Determine the best corporate structure

Frequently Asked Questions Determine the best corporate structure

Not every Dutch (non-resident) company will be VAT liable, and therefore, not required (or able) to apply for a VAT number.
Companies that do not perform any trading activities, in general, do not have to apply for a VAT number (such as holding companies, etc.) In case your company sells goods or services within the Netherlands, or the EU, your company might be required to apply for a VAT number. You can check our Tax Guide, or contact our Incorporation Officers for more information.

The obvious difference between a branch, and a subsidiary, is that a subsidiary is a separate legal entity. And a branch is an extension of your current overseas company. Simply put, you can only register a branch in the Netherlands if you already own an overseas company. The advantage of registering your overseas company in the Netherlands (at the Chamber of Commerce) is that you don’t have to work with a Dutch notary, and your overseas Company Law is leading (so Dutch corporate law requirements on the publishing of Financial Statements, paying up share capital, etc. are not relevant).

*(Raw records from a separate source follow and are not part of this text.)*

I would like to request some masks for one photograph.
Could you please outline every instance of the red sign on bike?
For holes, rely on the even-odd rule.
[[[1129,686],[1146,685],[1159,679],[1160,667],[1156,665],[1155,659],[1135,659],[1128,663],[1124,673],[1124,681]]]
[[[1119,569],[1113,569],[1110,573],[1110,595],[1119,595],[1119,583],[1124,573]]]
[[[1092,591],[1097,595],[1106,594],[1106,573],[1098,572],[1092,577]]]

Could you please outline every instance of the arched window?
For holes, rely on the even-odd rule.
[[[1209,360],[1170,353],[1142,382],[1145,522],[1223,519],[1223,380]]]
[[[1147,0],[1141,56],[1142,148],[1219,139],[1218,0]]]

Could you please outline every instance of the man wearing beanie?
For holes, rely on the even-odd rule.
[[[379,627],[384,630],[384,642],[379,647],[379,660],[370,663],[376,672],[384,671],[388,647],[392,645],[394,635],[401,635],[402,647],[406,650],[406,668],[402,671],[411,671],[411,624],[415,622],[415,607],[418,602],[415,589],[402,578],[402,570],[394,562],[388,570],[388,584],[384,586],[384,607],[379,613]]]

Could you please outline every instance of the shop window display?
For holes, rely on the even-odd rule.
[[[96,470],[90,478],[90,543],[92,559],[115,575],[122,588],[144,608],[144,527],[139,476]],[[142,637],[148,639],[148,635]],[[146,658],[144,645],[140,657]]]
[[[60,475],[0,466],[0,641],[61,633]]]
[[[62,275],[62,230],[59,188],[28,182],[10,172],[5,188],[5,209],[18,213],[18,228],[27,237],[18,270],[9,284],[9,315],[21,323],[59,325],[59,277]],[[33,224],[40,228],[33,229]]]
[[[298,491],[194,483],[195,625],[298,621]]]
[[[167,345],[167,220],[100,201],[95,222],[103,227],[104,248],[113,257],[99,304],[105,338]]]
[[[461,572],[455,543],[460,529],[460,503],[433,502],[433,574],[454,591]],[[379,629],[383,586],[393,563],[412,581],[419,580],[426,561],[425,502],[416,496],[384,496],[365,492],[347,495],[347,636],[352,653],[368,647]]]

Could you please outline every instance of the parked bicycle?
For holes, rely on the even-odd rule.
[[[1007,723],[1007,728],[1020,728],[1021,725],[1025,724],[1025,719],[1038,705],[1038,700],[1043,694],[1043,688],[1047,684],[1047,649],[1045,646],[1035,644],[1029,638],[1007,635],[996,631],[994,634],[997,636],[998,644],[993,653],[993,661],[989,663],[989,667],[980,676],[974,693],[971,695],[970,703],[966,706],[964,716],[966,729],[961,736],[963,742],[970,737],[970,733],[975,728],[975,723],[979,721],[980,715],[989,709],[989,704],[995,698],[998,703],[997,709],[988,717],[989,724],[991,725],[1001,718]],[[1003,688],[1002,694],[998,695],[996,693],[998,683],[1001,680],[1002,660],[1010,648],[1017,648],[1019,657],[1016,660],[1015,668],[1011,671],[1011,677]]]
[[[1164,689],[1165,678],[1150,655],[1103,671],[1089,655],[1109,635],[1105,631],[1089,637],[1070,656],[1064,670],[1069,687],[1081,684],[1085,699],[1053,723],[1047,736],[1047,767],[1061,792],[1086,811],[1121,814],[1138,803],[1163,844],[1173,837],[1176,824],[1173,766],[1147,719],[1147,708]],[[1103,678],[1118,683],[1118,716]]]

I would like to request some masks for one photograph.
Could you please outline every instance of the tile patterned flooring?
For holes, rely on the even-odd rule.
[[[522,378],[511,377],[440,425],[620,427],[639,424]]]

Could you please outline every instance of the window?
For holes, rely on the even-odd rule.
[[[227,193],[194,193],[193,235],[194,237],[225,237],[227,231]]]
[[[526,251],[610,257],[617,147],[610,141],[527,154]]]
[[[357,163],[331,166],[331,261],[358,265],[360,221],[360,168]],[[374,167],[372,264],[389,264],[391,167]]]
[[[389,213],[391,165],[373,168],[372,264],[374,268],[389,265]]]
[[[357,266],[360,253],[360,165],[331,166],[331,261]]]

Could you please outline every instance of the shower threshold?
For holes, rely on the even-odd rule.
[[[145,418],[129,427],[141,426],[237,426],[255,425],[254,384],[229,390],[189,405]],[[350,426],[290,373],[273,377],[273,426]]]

There are no company ownership restrictions in the Netherlands, and non-residents can own real estate, company shares, etc. without any limitations.

Any non-resident individual or entity can own or manage a company in the Netherlands. This means that there are no legal restrictions against this. However, appointing a non-resident director (or shareholder) can have practical and tax consequences. It’s best to obtain legal advice before starting a company in the Netherlands and discuss your full situation.